Importance of gap evaluation in the ossification of posterior longitudinal ligament lesions using 3-dimensional computed tomography

Spine J. 2024 Sep 12:S1529-9430(24)00988-4. doi: 10.1016/j.spinee.2024.08.030. Online ahead of print.

Abstract

Background context: Evaluating the gaps within the ossification of the posterior longitudinal ligament (OPLL) lesions, which may contribute to neurological symptoms, using conventional imaging techniques is challenging.

Objective: This study aimed to investigate the importance of evaluating gaps using 3-dimensional computed tomography (3D-CT) and their association with the occurrence of magnetic resonance imaging (MRI) T2 high intensity in the spinal cord.

Study design/setting: Retrospective cohort study.

Patient sample: Retrospective analysis of 116 patients diagnosed with cervical OPLL.

Outcome measures: Presence of gaps in OPLL, presence of T2 high intensity in the cervical spinal cord, and OPLL thickness were evaluated.

Methods: Lateral X-ray, CT, and reconstructed 3D-CT images were reviewed to assess lesion characteristics and the presence of gaps. MRI was used to evaluate the change in spinal cord signal intensity. The relationship among gap presence, lesion morphology, and MRI T2 high intensity in the spinal cord was examined.

Results: A significant difference in gap detection accuracy was observed between CT and 3D-CT (p=.0054). CT demonstrated false-positive results in the detection of gaps as compared with 3D-CT. The presence of gaps was significantly associated with an increased likelihood of MRI T2 high intensity in the spinal cord (p=.037). Patients with thicker lesions and smaller space available for the spinal cord (SAC) were more likely to exhibit T2 high intensity. Meanwhile, patients with gaps co-occurring with T2 high intensity exhibited significantly thinner lesions (p=.011) and larger SACs (p=.0002). Patients with gaps had a significantly lower JOA scores (p=.0035), which indicates that patient with gaps are likely to exhibit more severe clinical neurological symptoms.
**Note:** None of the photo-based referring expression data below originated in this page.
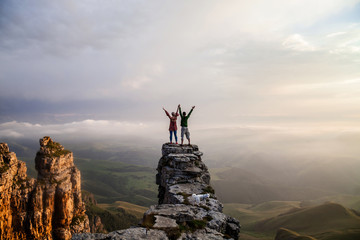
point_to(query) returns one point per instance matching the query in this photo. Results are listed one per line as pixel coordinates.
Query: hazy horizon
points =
(277, 80)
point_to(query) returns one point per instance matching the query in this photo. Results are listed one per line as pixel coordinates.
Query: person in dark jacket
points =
(184, 124)
(173, 126)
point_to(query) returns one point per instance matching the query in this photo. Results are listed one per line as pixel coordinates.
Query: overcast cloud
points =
(68, 64)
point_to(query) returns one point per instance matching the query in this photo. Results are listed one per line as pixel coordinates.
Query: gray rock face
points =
(179, 215)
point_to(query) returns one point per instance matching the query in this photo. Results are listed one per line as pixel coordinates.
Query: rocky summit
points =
(47, 208)
(188, 207)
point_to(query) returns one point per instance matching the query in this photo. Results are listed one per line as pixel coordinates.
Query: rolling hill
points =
(322, 222)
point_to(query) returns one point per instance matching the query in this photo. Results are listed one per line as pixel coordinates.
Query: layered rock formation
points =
(47, 208)
(179, 215)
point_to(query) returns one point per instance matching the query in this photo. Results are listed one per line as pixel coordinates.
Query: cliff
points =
(179, 214)
(47, 208)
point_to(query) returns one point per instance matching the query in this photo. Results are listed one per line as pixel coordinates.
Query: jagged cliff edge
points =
(47, 208)
(178, 215)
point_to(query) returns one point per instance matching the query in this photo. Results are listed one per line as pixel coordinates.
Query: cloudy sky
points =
(105, 65)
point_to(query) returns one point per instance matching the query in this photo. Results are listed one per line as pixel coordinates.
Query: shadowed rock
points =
(47, 208)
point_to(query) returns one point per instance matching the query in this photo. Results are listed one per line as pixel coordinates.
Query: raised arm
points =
(191, 111)
(179, 108)
(166, 113)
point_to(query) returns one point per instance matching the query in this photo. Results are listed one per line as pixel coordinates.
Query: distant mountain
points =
(286, 234)
(236, 185)
(323, 222)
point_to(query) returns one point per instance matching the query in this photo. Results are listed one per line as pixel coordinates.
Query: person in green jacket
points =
(184, 124)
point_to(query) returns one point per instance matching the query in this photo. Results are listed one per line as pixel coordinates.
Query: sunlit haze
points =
(273, 79)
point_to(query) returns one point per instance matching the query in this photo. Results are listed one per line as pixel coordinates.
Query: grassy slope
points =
(323, 222)
(248, 213)
(115, 181)
(133, 209)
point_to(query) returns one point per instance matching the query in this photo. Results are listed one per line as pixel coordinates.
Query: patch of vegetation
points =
(54, 181)
(56, 149)
(148, 221)
(196, 224)
(41, 181)
(77, 220)
(4, 168)
(185, 196)
(208, 189)
(115, 220)
(111, 181)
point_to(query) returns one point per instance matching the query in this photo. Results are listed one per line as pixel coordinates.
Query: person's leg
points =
(175, 134)
(182, 135)
(188, 135)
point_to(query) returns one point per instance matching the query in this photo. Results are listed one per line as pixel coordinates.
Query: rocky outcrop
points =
(47, 208)
(179, 215)
(15, 189)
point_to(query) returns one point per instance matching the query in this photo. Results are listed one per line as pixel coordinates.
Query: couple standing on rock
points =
(184, 125)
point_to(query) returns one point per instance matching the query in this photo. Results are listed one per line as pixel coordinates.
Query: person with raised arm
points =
(173, 126)
(184, 124)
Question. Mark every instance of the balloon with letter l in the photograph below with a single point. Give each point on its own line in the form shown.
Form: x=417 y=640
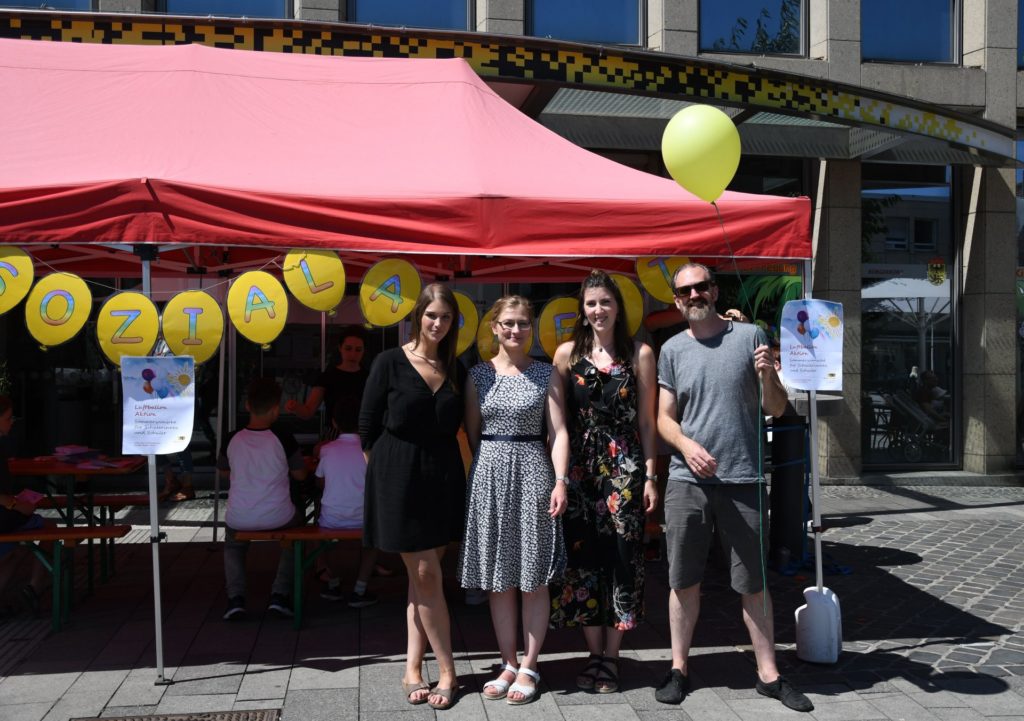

Conclusion: 3D-CT showed superiority in accurately identifying gaps within OPLL lesions, while CT demonstrated false-positive results in the detection of gaps. Furthermore, the gap presence was a risk factor for MRI T2 high intensity in the spinal cord, independent of lesion thickness. In addition, gaps are related to more severe clinical symptoms. This study highlighted the importance of evaluating gaps within OPLL lesions using 3D-CT to clarify neurological pathogenesis.

Keywords: Gap; MRI T2 high intensity in the spinal cord; Ossification of the posterior longitudinal ligament; Three-dimensional computed tomography.